Tu mets un mors à ton cheval,
Férocement tu fais un sceptre de ta canne
Homme, roi du Règne animal;
Quand tu trouves un veau, tu lui rôtis le foie,
Et bourres son nez de persil;
Tu tailles dans le boeuf, vieux laboureur qui ploie
Des biftecks saignants, sur le grill;
Le mouton t'apparaît comme un gigot possible,
Et le lièvre comme un civet;
Le pigeon de Vévus te devient une cible
Et tu jugules le poulet...
Oh! le naïf poulet, qui dès l'aube caquète!

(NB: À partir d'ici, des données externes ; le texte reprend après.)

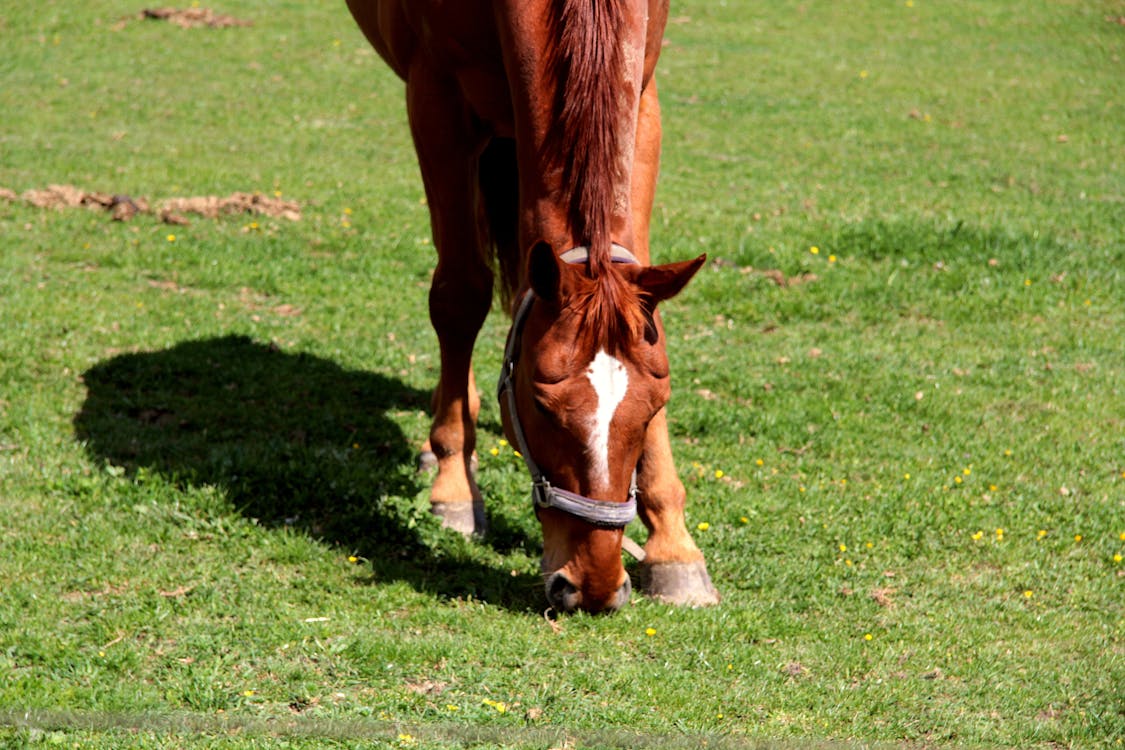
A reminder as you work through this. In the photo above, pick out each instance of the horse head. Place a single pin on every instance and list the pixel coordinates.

Oh! le doux canard coincoinnant!
Oh! le dindon qui glousse, ignorant qu'on apprête
Les truffes de l'embaumement!.....
Tu pilles l'Océan, tu dépeuples les fleuves,
Tu tamises les lacs lointains;
C'est par toi qu'on a vu tant de limandes veuves
Et tant de brochets orphelins;
Tu restes insensible aux larmes des sardines,
Et des soles au ventre plats;
Tu déjeûnas d'un meurtre et d'un meurtre tu dînes....
Va souper d'un assassinat!
Massacre par les airs la cailles et la bécasse...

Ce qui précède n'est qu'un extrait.